Richard Hirschbäck was born on the 2nd July 1937 in Schwarzach St. Veit in Pongau. Despite the war years, he enjoyed a happy childhood and at the age of 11, he was sent to the Benedictine boarding school Edmundsburg in Salzburg. There, he experienced overwhelming homesickness and found that the only way to relieve his separation anxiety was to incessantly draw.
The acquaintance with Rudolf Hradil directed him to spend time producing studies of live models, a discipline he felt laid a firm foundation to all his subsequent work. Upon the advice of Hradil, in 1956 Richard Hirschbäck went on to study at the Academy of Fine Arts in Vienna under Prof. Albert Paris Gütersloh.
Although Gütersloh indeed belonged to the school of magical realism, which was very much popular at the time, he proved to have created a profound influence in another aspect, by teaching Hirschbäck to trust the instinct of hidden associations. During his studies, he would often escape to Burgenland, where a series of small-format landscapes originated. These were exhibited by Ernst Fuchs in the gallery in Millöckergasse in 1958.
In this period, the landscape motif transformed into a geometrically constructive form, a common practice in these years. Here, spanning across a series of meticulously studied works, the image of geometrically arranged fields appears a slowly constructed landscape covered with different layers of fabric. Apart from that, Richard Hirschbäck also indulged in investigating the gesture which is apparent in his work of this period and coincided with his return to live on the countryside after his studies at the Viennese Academy.
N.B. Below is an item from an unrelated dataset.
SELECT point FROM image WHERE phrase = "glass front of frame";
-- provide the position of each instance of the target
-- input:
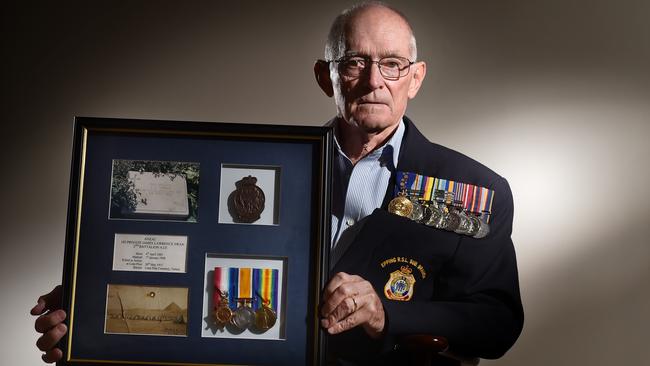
(214, 248)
Threat and destruction to the countryside represented a preoccupying topic in his work, however, he was not satisfied with the fact that his work could not have a more direct impact, and that it only represented an “immediate usefulness”. To break away, he returned to constructionist work again, where a characteristic series of geometric, almost mathematically calculated drawings and paintings came into being.
From the end of the sixties, he was more outward and actively participated in exhibitions and the Austrian art scene. This decade was also marked by a great change in his family life – between 1962 and 1973, six of his children were born.
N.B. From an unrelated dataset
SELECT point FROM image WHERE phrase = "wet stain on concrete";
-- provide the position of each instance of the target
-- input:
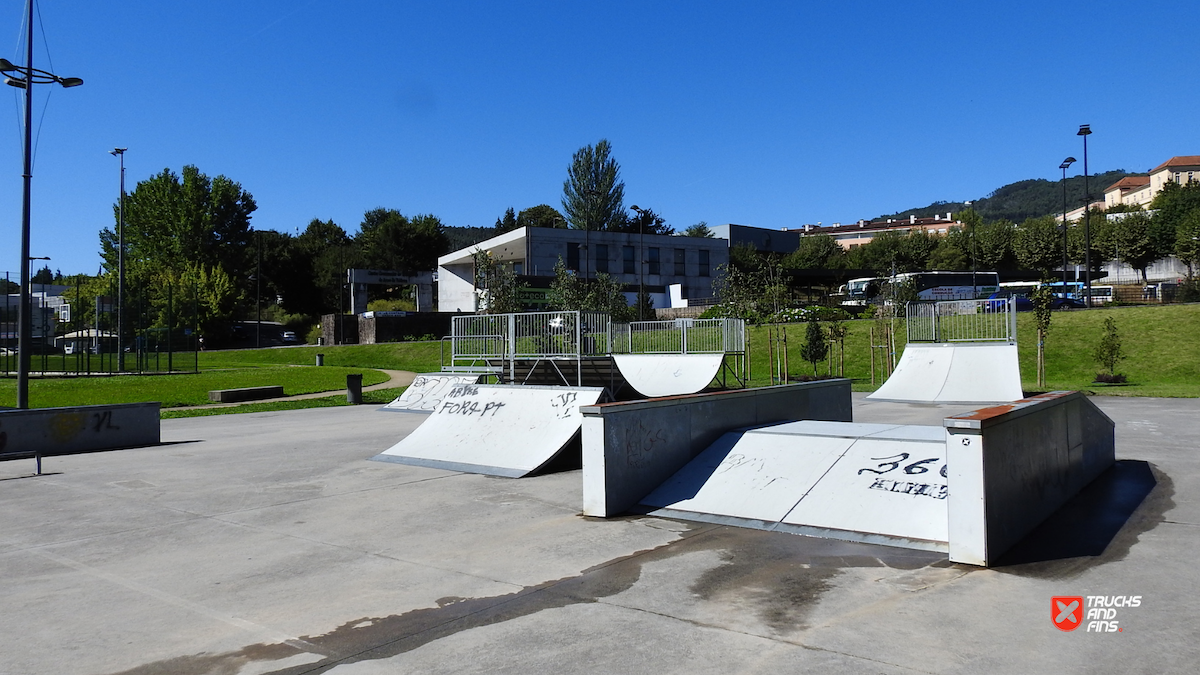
(781, 575)
(1098, 526)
In 1969 he became a member of the Grazer Secession and in 1971 a member of the artist’s association of Salzburg. In the seventies, we see a diverse range of interest and focused research. Surreal, poetic landscapes dominate at times, but are balanced with works that represent clean and precise studies of form, colour and composition. In 1977, a group of artists broke away from the Secession and formed the artist group, Group 77. Group 77 organised a large number of group and solo exhibitions of their members which were held in many important galleries and institutions across the country as well as abroad in Germany, Hungary and the Czech Republic.